Dubbed the Cinetech, the digital library, which sits at the heart of the fest’s activities in the Madinat Jumeirah, acts as a virtual market for potential buyers.
Industryites can step into the quiet room, which houses 30 computers equipped with sophisticated software, and plop themselves down to watch pics via state-of-the-art touch screens, which even includes direct links to sales agents.
This year, more than 220 films were on offer through the platform including 103 pics screened at DIFF, 43 from the Gulf Film Festival and 78 Filmmart-recommended films. Lineup also included 23 world preems, six international preems, 37 Middle Eastern preems and 21 GCC preems.
Pics can be searched by genre and director, but can also be viewed by premiere status.
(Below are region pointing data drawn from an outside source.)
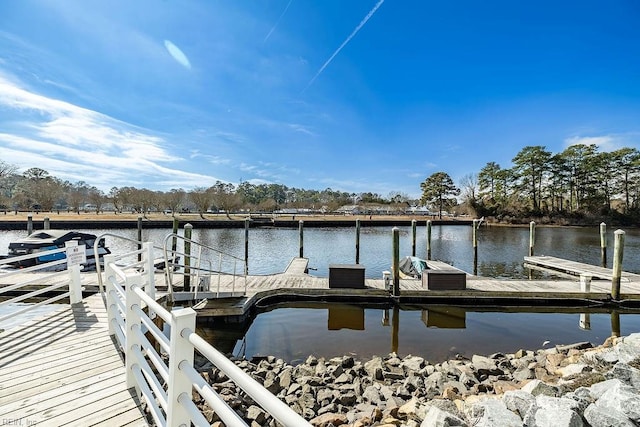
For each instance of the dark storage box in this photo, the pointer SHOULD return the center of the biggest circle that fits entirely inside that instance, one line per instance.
(444, 280)
(346, 276)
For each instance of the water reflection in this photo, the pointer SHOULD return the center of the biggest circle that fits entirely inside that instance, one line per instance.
(436, 332)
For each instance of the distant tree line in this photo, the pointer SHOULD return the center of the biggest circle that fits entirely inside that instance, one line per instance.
(37, 190)
(578, 185)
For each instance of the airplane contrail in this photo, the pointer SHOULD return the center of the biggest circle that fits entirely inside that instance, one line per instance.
(277, 22)
(344, 43)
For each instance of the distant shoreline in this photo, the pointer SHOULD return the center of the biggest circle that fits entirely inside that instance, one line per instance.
(91, 220)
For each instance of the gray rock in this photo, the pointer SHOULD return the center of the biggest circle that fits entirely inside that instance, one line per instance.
(598, 416)
(373, 368)
(623, 399)
(598, 389)
(519, 402)
(552, 416)
(537, 387)
(491, 413)
(437, 417)
(625, 373)
(412, 363)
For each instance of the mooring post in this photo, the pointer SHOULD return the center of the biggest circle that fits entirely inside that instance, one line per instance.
(475, 246)
(357, 241)
(615, 323)
(246, 244)
(139, 237)
(618, 252)
(188, 229)
(603, 244)
(429, 239)
(532, 237)
(414, 223)
(395, 262)
(301, 232)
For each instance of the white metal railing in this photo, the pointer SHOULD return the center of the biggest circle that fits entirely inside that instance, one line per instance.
(57, 275)
(167, 389)
(201, 266)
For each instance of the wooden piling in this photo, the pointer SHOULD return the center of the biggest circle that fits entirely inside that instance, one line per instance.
(357, 241)
(188, 231)
(246, 245)
(618, 252)
(603, 244)
(301, 233)
(475, 246)
(139, 237)
(395, 262)
(532, 237)
(428, 239)
(414, 223)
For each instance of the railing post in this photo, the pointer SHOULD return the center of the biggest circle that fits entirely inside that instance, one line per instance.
(301, 232)
(188, 228)
(395, 264)
(180, 351)
(618, 252)
(357, 241)
(150, 273)
(532, 237)
(603, 244)
(132, 321)
(246, 244)
(75, 281)
(139, 237)
(414, 223)
(111, 304)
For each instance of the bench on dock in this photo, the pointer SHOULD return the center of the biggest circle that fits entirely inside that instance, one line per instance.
(444, 279)
(346, 276)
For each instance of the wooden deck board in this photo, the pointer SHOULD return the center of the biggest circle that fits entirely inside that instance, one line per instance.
(63, 368)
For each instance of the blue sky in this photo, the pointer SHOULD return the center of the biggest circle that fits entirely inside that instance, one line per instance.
(358, 95)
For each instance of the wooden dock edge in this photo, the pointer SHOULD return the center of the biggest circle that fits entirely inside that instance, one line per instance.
(467, 297)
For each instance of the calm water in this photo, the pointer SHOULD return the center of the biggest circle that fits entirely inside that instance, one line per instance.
(294, 332)
(500, 249)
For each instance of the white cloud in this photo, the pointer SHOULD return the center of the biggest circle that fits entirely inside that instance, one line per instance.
(177, 54)
(75, 143)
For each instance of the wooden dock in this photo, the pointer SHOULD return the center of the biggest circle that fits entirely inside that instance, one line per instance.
(576, 268)
(63, 368)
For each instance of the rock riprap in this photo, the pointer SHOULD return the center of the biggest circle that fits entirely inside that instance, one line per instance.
(570, 385)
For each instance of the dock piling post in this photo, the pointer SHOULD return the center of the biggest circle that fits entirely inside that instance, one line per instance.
(301, 233)
(532, 237)
(475, 246)
(429, 239)
(413, 237)
(188, 230)
(357, 241)
(618, 252)
(246, 244)
(395, 263)
(603, 244)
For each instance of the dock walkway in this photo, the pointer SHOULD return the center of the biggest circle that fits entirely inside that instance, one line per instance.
(575, 268)
(63, 368)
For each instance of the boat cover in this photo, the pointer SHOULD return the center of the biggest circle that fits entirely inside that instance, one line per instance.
(413, 266)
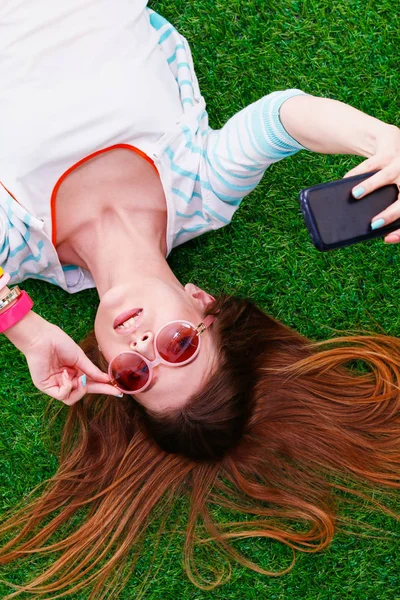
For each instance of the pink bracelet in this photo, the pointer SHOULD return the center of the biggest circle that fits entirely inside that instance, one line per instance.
(16, 312)
(4, 280)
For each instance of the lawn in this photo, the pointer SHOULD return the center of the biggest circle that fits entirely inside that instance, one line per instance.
(242, 50)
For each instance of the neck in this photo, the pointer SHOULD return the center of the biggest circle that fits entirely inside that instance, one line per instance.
(128, 235)
(114, 250)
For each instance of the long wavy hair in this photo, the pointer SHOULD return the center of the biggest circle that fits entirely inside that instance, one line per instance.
(281, 429)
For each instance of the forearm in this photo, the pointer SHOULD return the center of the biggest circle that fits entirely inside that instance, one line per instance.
(331, 127)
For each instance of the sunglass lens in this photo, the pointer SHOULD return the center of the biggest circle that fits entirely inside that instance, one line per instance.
(177, 342)
(130, 372)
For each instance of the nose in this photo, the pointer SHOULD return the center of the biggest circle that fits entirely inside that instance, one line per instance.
(143, 343)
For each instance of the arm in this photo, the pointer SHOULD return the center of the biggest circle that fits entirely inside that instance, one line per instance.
(331, 127)
(56, 363)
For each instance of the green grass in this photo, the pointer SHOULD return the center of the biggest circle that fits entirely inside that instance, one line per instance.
(347, 50)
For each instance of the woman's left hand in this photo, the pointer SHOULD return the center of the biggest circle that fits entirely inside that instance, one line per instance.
(387, 159)
(60, 368)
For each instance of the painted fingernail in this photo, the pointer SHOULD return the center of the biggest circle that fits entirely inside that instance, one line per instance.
(357, 192)
(377, 224)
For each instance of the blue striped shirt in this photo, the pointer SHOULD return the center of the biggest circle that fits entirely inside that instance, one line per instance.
(205, 173)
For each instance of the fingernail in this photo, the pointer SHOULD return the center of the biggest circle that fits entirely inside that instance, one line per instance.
(357, 192)
(377, 224)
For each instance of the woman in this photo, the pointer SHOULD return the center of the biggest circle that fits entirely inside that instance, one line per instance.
(103, 171)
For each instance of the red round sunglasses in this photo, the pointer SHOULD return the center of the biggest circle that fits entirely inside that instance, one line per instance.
(176, 344)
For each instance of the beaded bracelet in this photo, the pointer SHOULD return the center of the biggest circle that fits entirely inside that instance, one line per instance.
(20, 304)
(10, 297)
(4, 279)
(16, 312)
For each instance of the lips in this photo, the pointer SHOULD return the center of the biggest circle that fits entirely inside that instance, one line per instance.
(128, 314)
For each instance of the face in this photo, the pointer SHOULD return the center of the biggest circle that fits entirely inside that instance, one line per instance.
(160, 302)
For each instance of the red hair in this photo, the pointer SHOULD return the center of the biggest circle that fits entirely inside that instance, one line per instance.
(279, 428)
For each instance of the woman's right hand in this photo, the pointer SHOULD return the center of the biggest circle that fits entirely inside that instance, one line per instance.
(58, 366)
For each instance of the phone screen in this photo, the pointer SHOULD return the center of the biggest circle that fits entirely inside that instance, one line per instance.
(339, 217)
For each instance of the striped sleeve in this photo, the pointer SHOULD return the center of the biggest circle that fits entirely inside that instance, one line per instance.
(238, 154)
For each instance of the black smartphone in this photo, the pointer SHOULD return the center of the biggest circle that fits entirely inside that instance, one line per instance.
(335, 219)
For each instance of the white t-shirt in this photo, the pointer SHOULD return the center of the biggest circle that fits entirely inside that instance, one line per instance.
(204, 173)
(77, 77)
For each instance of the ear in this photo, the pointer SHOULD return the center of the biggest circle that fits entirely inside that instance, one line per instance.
(199, 295)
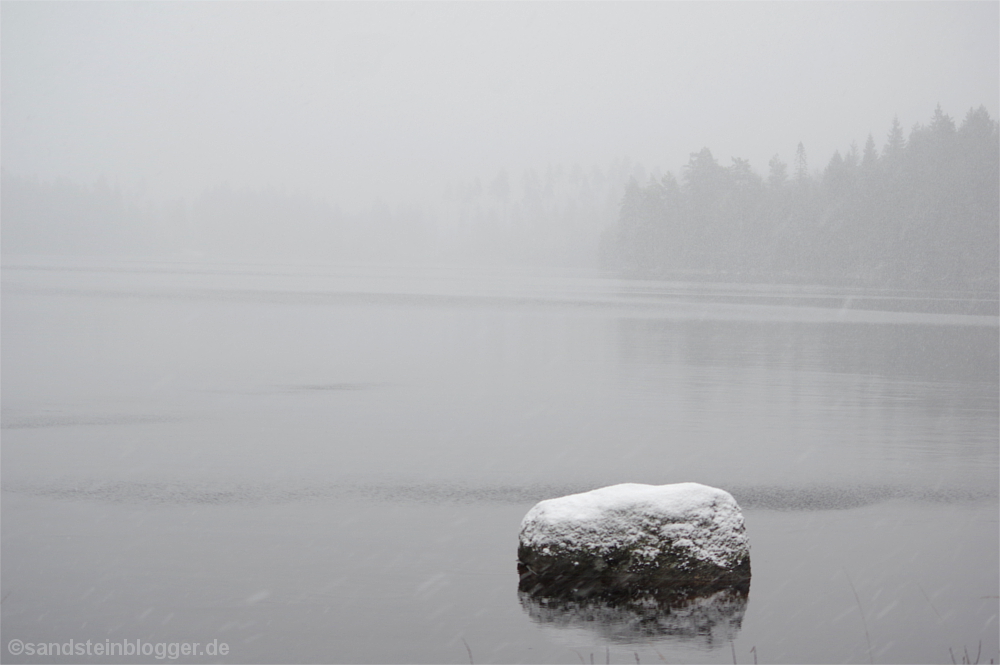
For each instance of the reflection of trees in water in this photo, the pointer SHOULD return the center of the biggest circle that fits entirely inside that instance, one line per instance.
(711, 617)
(954, 353)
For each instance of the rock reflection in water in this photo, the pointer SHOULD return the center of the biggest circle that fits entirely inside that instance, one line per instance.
(707, 617)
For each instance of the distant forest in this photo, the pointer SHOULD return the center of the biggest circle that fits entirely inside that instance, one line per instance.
(921, 212)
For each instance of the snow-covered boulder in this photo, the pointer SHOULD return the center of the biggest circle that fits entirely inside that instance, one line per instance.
(633, 537)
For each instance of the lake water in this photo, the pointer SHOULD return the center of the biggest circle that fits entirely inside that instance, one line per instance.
(331, 465)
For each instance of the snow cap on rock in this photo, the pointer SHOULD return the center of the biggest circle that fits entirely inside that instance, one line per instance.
(704, 523)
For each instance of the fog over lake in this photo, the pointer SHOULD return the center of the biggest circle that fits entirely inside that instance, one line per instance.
(304, 306)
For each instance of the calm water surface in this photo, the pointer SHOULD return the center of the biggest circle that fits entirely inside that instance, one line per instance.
(320, 465)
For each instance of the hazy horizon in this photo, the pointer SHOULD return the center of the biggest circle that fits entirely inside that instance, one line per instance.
(354, 104)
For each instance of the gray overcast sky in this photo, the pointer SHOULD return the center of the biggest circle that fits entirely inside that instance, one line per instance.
(350, 101)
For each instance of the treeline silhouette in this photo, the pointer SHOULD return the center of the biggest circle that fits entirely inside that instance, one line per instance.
(921, 212)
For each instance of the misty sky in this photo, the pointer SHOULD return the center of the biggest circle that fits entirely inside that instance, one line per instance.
(350, 101)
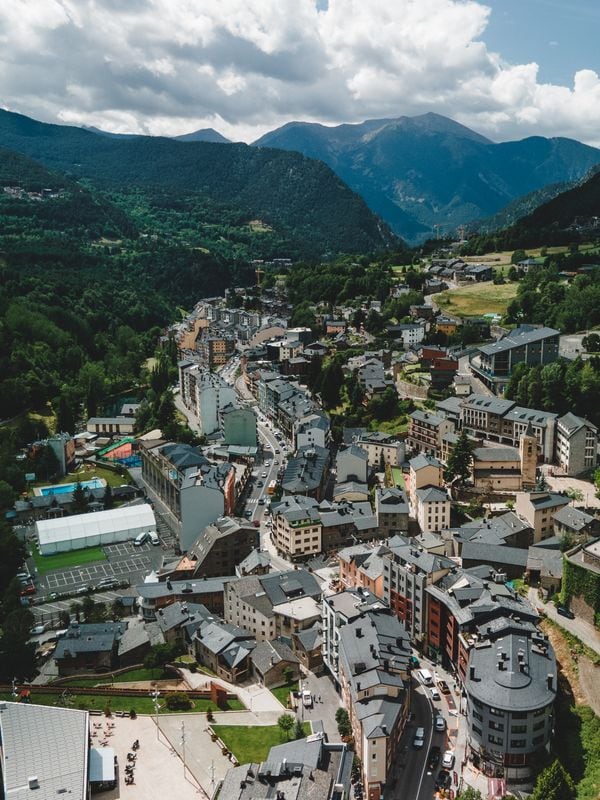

And each pic lists territories sold.
Zaid Yaghi, director of the Dubai Filmmart, says the software, which is exclusive to the fest in the region, is one of the most advanced systems to date.
“It’s a virtual market that we’ve vamped up this year to make acquisition and distribution easier for our delegates here at the festival,” he says. “With the new search engine and list of territories where each film has been bought, we’re helping buyers save time on contacting sales agents. And if the seller is available here at the festival, the buyers can meet them directly through us here.”
There are around eight services like this in the world including one at Rotterdam and one for shorts at Cannes. But Carter Pilcher, chief exec of Shorts Intl., says the Filmmart system is one of the most advanced he’s seen.
“It’s fast, convenient, easy and perfect for the short genre as we don’t have to spend the physical time loading the DVD which, when you’re watching hundreds of short films, adds up,” says Pilcher.
Pilcher says this year he expects to make offers on up to 15 shorts just through watching them at the Cinetech.
And Reed Midem prexy and CEO Paul Zilk, whose outfit organizes events like Mipcom and MipTv, says digitizing markets is going to be a staple part of future film events. (Reed Midem is owned by Variety parent Reed Elsevier.)
“I think it’s an essential part of markets,” he says. “Having content at your fingertips is pretty much the norm now. Plus, the digital capability to efficiently search and screen programming is absolutely efficient and absolutely inevitable. It’s an enhancement at markets.”
So will the future of film fests be a virtual playing field for acquisition and distribution?
Not necessarily, says Zilk.
“There’s nothing like having people meet face-to-face,” he says. “People need to look each other in the eye and build relationships. It’s a great compliment and better for business, frankly.”